Take Early Action on your Scars

Prof Bayat talks us through the scarring process.

Evolution, in very simple terms, is not interested in skin regeneration as it only (selfishly) needs you and I to perform what it needs us to do; i.e. to provide an offspring and maintain the propagation of the species. So within seconds, of surgery or accidental injury to the body, the process of repair begins to unfold and unleash its timely orchestrated cellular agents and mediators to accomplish its intended tasks of coagulation (blood clotting) and early inflammation to prevent excessive bleeding and entry of pathogenic invaders.

HOW SOLUTION FOR SCARS WORKS ANIMATED VIDEO

We certainly need these early inflammatory mediators to ward off infection and recruit relevant cellular mediators to get the repair process started.

However, one cell type that is particularly interesting is the “mast cell”. In your skin – day to day – mast cells are everywhere. Even in intact uninjured skin, mast cells like to hang around nerves and blood vessels and carry a cargo fully loaded with vesicles packed with inflammatory mediators.

After any trauma to the skin, mast cells explode in numbers and by week one, they increase from a mere 30% in uninjured skin to nearly 300%.

Some of the key mediators released by mast cells at the site of injury promote proinflammatory cytokines and further attract and invite more unwanted inflammatory cells, making the skin and wound red and inflamed.

Our research has revealed that mast cells often don’t just do their job and clear off, they continue to stalk the healing wound and are shown to be present weeks after injury and their numbers often don’t return to normal values seen in uninjured skin even after 8 weeks post-surgery or injury – meaning your wound could remained inflamed, red and sore.

Moreover, it turns out, mast cells are more than a mere nuisance and unnecessarily contribute to prolonging the ongoing inflammatory process in a healing cutaneous wound.
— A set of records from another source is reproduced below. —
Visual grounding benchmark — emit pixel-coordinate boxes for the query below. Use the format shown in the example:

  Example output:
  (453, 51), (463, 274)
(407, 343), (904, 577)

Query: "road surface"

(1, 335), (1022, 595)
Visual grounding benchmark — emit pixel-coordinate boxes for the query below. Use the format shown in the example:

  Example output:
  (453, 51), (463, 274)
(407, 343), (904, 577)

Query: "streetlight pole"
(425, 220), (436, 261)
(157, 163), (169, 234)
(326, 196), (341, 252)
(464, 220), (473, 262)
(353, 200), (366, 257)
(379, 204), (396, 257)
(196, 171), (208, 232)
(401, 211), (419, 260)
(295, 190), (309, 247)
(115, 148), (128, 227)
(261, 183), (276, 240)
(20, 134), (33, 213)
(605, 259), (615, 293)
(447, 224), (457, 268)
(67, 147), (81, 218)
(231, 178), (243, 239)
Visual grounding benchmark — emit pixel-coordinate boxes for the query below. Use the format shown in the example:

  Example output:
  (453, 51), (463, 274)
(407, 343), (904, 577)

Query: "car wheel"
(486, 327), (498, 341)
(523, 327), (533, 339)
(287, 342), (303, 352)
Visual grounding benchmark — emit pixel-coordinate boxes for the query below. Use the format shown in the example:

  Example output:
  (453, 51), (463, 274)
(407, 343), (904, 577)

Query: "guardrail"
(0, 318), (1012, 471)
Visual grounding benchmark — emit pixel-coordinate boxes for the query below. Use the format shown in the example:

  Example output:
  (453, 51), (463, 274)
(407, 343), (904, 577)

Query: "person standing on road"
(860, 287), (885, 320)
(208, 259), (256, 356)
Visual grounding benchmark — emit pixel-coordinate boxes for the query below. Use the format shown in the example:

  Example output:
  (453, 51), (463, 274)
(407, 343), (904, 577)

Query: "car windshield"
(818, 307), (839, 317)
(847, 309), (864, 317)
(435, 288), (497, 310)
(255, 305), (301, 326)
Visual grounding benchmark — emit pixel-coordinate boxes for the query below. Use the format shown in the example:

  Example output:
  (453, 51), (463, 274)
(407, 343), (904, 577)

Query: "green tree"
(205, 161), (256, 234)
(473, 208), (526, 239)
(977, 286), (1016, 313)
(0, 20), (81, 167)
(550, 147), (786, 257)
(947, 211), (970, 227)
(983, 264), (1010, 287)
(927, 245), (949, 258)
Interestingly, in scarless healing it has been shown that significantly lower numbers of mast cells are involved. As we recently demonstrated in our latest study, these cells tend to degranulate and release their cargo onto the unsuspecting healing wound. As a result of this off loading, the inflammatory process becomes prolonged and procrastinated as demonstrated below in our double blind randomised clinical trial in 62 human volunteers.
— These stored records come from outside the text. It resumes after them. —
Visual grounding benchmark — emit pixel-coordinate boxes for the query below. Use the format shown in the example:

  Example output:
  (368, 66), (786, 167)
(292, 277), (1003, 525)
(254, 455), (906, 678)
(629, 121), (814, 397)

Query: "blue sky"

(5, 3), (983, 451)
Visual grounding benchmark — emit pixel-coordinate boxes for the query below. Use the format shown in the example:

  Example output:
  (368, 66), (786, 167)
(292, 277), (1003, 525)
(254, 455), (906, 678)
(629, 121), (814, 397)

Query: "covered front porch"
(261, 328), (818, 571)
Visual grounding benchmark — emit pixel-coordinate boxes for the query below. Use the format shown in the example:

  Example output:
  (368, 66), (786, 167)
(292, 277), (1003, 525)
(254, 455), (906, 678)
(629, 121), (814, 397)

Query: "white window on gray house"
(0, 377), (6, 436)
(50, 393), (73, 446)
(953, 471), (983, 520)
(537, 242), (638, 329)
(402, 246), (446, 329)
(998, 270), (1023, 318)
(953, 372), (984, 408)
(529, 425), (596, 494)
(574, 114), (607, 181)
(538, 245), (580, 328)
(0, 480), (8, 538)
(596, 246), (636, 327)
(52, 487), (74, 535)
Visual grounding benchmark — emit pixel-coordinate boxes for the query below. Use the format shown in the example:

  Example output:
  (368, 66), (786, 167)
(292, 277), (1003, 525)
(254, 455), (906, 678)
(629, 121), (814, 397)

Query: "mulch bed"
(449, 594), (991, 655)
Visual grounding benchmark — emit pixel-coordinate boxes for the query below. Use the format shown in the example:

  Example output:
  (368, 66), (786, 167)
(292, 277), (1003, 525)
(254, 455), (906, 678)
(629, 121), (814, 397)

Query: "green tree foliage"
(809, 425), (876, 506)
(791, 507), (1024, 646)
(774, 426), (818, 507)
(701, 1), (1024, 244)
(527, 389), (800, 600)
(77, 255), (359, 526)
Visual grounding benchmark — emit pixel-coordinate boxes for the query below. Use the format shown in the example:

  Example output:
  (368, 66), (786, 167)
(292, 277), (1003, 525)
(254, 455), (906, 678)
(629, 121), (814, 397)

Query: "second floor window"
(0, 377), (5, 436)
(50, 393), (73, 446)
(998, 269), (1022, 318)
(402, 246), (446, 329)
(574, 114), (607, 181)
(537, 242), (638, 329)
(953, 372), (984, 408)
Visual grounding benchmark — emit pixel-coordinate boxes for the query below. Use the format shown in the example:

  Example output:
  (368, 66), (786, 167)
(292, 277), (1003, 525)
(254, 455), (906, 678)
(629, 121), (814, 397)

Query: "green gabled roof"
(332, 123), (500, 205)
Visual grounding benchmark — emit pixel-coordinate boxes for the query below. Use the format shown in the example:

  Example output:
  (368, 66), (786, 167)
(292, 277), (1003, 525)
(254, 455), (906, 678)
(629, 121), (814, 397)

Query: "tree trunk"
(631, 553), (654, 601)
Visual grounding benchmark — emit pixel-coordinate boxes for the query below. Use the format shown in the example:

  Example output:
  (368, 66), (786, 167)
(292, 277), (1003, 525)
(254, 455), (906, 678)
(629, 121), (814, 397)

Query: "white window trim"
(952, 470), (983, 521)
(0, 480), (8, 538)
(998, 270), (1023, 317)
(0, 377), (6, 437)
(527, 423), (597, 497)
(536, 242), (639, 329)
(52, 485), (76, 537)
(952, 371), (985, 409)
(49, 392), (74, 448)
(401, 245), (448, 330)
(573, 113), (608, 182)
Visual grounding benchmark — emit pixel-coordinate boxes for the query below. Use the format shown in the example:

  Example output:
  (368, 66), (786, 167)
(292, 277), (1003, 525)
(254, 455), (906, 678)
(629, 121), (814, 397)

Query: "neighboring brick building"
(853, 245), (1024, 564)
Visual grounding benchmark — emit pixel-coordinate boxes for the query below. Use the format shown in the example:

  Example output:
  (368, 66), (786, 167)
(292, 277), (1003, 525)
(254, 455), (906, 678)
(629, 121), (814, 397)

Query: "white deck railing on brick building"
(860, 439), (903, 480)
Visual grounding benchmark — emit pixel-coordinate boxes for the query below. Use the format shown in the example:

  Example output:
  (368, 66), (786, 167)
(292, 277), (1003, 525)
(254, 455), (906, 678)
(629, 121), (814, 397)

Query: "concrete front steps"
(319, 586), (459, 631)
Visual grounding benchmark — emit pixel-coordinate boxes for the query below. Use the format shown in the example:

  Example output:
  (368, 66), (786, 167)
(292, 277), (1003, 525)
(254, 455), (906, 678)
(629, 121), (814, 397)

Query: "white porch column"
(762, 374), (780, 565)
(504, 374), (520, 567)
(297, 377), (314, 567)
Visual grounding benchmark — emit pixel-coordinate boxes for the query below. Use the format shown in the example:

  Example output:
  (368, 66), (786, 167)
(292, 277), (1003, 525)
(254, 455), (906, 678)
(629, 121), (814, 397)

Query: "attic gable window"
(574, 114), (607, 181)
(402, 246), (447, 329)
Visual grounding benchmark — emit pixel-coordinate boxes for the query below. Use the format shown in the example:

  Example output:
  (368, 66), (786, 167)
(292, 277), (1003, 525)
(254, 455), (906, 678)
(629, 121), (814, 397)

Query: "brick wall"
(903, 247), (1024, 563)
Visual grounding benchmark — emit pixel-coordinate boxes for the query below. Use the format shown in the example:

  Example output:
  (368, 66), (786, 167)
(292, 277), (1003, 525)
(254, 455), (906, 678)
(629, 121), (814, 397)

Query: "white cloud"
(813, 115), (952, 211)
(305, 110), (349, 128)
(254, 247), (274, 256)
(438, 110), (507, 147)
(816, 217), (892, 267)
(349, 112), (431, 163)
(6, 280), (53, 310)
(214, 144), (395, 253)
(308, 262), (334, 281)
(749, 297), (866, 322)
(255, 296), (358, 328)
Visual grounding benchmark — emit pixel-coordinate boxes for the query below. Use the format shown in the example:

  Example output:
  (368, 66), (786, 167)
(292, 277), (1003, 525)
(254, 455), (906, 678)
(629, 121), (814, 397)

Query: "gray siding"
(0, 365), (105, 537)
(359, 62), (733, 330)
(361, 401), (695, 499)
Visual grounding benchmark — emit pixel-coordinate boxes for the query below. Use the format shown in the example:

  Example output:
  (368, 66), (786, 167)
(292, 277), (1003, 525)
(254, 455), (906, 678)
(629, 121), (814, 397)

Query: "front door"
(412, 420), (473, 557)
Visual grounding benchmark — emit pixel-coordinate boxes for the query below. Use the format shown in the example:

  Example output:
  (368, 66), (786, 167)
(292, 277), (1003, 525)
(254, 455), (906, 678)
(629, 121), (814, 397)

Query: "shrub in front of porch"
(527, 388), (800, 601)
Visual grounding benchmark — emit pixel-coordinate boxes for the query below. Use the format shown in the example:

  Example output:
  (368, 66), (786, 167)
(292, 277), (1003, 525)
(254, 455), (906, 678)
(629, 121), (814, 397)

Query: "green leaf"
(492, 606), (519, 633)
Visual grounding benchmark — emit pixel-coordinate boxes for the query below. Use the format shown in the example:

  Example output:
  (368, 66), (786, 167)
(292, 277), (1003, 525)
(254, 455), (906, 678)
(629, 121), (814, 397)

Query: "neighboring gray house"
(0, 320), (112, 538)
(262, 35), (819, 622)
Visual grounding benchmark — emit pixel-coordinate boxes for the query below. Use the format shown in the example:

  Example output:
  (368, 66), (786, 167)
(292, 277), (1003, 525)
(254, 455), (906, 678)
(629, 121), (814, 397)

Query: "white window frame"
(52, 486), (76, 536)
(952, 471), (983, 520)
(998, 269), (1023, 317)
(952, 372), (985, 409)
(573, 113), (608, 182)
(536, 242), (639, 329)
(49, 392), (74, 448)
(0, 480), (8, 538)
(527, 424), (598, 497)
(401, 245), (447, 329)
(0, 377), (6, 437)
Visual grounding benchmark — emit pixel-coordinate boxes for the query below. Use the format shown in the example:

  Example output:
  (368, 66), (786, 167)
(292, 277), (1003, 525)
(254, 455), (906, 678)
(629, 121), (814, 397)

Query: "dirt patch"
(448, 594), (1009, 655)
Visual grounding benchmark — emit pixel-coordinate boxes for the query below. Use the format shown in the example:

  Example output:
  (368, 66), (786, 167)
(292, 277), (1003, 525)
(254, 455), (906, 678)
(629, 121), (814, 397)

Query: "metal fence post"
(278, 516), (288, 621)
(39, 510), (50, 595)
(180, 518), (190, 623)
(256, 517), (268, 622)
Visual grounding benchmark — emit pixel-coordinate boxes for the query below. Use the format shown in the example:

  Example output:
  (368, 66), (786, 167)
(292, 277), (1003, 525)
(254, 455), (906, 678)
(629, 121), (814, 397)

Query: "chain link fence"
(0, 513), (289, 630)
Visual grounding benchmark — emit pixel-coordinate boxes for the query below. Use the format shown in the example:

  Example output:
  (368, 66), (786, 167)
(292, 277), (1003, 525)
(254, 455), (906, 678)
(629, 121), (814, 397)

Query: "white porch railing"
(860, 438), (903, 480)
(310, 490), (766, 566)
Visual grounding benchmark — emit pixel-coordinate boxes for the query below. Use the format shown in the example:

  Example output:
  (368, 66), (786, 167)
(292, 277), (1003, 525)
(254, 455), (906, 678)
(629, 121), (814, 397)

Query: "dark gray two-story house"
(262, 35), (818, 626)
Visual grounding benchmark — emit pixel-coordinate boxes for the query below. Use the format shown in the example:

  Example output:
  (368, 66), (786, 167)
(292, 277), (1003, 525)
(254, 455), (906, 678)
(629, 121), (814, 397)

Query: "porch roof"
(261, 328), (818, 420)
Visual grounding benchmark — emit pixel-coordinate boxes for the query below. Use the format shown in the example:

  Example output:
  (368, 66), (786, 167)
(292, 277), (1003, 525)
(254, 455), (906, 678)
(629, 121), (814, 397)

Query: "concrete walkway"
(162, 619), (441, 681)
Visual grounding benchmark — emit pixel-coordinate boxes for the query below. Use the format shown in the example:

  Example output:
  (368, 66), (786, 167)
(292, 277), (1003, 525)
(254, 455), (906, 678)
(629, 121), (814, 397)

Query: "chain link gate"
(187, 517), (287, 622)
The solution we conclude is to reduce the total numbers of mast cells post wounding in order to reduce their impact (as mast cells don’t seem to be critical in the early stages of the healing process and with a few of them gone missing, no one wants to complain!). By doing this, we end up with less inflammation meaning less redness in the healing wound/ ensuing scar and ultimately reduced scar thickness, as evidenced in the trial below. We demonstrated these phenomena by clinically testing Solution for Scars against a placebo. The unique formulation containing EGCG is shown clearly in the study seen below to significantly reduce mast cell quantity and alter the course of cutaneous healing and in turn the outcome of your scar.

Therefore, it goes without saying, that it is best to act early. By applying Solution for Scars – you can target mast cells from the day of injury or surgery, helping to reduce the mast cell activity and in turn reduce the redness and thickness of the scar formed.

The results of the trial entitled “A double-blind randomised trial demonstrates the role of zonal priming and direct topical application of epigallocatechin-3-gallate in modulation of cutaneous scarring in human skin” are now available on line and published in the August edition of the Journal of Investigative Dermatology.

Cutaneous healing (the forming of scabs and subsequent scars) is a significant biological process that is critical to the survival of humans and all living organisms. The repair process of our skin, despite years of evolution still remains the same and is executed in such brilliance and precision to perform a quick and dirty repair (albeit not scarless!) as soon as feasible after injury in order to get you back on your feet and ready to fight another day.